# 2080S Whistle Issues



## Schroeders (Sep 29, 2009)

Hello,

I'm a lurker that has decided to dive in finally and I have a question for you LGB guru's.. I have an 80's vintage 2080S that just started displaying some weird whistling! The chuff and bell work as usual, but the whistle (once activated either on startup or once the engine slides across the treadle) only blows for a split second and then dies out? You can then hear the last portion of the second pitch tone of the whistle a few seconds later. 


So, it's fully going through the motions and cycling, but not audibly?? 

Any BTDT, or is this likely the signs of a fried board? 

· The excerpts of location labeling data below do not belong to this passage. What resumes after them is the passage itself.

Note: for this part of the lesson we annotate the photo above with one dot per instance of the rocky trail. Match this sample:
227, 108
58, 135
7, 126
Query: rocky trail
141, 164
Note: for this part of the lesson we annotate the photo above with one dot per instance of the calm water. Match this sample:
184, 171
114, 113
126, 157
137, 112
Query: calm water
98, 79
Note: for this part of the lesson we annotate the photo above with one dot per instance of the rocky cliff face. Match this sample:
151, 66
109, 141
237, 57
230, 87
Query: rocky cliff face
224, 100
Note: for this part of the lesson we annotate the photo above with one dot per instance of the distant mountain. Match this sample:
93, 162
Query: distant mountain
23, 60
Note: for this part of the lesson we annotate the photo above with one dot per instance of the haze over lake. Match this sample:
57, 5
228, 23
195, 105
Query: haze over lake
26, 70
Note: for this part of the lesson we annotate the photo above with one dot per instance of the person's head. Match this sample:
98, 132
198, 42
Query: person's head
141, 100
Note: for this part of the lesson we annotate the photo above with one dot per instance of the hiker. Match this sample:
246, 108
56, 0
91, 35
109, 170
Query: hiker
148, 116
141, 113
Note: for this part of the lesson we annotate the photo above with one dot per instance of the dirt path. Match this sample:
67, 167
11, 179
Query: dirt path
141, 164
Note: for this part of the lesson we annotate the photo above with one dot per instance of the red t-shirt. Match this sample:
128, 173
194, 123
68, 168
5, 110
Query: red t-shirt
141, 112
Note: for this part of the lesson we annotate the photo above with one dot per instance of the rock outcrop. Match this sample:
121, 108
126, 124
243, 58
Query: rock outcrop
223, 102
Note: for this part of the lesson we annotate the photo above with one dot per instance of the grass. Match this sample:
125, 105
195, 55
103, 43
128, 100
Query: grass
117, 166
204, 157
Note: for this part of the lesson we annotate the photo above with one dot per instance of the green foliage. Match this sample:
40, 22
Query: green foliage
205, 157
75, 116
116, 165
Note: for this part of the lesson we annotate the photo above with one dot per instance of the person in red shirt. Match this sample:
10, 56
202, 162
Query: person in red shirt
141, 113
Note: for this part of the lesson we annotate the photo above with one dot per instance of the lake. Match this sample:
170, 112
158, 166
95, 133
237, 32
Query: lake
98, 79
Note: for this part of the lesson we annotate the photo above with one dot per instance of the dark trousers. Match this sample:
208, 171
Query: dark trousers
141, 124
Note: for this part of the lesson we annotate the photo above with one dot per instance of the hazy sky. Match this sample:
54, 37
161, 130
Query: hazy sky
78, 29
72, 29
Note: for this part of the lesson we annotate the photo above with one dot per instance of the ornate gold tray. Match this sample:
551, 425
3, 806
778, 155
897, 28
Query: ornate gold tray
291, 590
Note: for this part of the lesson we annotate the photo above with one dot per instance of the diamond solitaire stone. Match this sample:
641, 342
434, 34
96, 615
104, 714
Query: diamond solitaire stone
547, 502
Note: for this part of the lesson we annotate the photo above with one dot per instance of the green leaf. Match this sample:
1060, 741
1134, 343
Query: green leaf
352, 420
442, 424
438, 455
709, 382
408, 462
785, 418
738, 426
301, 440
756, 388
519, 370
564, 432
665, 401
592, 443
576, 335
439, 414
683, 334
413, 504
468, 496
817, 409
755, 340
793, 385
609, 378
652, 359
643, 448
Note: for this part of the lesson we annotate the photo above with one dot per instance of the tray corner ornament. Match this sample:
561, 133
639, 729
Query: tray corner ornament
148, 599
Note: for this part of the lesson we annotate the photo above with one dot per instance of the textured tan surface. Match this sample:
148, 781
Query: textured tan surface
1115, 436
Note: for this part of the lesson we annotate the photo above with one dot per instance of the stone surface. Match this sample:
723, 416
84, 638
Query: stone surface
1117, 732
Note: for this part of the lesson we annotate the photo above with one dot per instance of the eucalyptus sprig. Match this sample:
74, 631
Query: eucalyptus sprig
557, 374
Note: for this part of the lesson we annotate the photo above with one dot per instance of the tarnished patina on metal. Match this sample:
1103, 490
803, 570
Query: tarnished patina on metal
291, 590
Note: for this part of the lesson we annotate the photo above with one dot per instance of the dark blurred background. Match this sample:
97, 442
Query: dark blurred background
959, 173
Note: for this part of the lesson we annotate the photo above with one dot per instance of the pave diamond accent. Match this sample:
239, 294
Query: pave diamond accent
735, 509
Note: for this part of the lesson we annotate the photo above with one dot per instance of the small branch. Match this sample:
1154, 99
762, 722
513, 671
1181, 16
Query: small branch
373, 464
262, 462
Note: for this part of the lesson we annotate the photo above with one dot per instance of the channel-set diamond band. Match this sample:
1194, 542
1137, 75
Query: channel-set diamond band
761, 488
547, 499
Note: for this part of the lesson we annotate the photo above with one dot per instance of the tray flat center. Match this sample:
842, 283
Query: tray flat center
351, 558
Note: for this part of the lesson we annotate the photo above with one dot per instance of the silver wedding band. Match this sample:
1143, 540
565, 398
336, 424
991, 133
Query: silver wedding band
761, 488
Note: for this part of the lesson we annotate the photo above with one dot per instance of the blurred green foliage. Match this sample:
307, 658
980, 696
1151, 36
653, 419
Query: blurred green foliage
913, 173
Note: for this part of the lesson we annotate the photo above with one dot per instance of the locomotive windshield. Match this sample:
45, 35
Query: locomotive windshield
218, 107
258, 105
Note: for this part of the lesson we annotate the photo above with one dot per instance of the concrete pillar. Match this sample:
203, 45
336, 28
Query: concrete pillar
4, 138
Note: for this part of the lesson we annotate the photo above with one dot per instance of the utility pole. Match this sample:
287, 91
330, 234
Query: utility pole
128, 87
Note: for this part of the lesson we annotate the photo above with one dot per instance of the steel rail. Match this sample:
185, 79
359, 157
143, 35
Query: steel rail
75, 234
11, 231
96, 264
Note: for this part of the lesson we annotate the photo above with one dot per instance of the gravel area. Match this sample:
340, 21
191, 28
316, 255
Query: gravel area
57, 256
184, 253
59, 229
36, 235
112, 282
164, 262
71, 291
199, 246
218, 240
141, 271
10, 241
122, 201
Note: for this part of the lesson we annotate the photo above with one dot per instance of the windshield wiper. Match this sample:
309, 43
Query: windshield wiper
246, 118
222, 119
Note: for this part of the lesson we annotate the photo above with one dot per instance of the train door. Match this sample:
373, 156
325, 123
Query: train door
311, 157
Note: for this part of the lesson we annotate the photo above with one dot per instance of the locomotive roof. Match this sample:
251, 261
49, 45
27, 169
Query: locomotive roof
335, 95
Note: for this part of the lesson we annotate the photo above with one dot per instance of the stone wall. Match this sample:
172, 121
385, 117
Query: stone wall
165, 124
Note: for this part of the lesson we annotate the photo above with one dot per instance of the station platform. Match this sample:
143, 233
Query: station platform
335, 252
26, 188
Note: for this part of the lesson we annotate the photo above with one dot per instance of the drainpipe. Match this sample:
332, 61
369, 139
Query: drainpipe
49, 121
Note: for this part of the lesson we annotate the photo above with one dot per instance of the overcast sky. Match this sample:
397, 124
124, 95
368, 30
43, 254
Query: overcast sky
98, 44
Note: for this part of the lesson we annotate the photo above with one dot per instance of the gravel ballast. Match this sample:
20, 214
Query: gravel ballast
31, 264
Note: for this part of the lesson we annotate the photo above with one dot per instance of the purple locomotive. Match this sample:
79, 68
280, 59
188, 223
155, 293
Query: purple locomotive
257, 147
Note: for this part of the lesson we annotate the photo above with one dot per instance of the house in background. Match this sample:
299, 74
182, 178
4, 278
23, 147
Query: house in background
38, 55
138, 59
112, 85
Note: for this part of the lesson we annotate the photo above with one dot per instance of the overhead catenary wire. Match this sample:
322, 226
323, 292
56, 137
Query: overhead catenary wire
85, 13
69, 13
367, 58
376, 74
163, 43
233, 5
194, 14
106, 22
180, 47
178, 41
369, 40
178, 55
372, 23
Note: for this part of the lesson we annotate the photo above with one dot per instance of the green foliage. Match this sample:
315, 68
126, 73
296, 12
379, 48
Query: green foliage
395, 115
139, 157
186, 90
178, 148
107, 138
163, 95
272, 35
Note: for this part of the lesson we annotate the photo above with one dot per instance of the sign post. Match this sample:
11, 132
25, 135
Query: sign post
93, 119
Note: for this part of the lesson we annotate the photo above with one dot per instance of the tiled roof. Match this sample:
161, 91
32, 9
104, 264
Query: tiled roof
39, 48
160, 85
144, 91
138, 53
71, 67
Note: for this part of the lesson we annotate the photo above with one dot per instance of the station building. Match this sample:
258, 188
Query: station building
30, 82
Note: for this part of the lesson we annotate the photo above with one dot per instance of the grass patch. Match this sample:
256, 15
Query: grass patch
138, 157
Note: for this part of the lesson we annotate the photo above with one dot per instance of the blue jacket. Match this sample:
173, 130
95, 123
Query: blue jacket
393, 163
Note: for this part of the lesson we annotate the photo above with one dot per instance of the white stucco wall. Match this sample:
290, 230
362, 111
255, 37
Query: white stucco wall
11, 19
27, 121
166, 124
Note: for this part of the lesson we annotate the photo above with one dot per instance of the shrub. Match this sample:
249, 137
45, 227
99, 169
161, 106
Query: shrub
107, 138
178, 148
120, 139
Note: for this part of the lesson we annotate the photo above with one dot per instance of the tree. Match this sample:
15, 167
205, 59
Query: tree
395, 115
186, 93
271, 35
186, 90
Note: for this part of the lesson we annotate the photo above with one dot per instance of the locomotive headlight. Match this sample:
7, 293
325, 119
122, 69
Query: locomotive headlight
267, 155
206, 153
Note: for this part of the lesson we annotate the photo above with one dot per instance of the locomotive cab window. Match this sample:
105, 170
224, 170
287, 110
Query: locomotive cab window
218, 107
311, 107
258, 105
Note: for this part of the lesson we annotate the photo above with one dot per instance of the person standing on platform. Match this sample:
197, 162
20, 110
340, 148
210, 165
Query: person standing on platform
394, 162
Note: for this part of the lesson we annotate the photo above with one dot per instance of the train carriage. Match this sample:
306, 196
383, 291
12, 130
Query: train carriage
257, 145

The 9V battery is new and the engine is being run via a larger Bridgeworks transformer.

Thanks all!


----------



## krs (Feb 29, 2008)

Which bridgewerks unit are you using? 
Some of them put out a much higher voltage than the 22 VDC maximum specified for that engine - I think that is specified right on the engine if you turn it over. 

And yes - it does sound as if part of the board is fried. 
Maybe someone else has had the same problem and can add to this. 

I would take the engine off the track - disconnect the battery - let it sit for a while, then reconnect the battery and try it with a low voltage on the track. 
If you get the same problem, specifically on start up, then there is a board problem 

Knut


----------



## Schroeders (Sep 29, 2009)

Thanks, that worked like a charm, I am whistling again! 

I am using a 15 amp (24 volt max IIRC) BW, but I am very careful on the voltage and use it to power 5 separate trains on about 197' outside, so it's pretty spread out. I am amazed how little amperage that the LGB Buler motors draw in comparison to say a pair of USA Trains F7's or the like, which are complete pigs.. 

Thanks again, most appreciated!


----------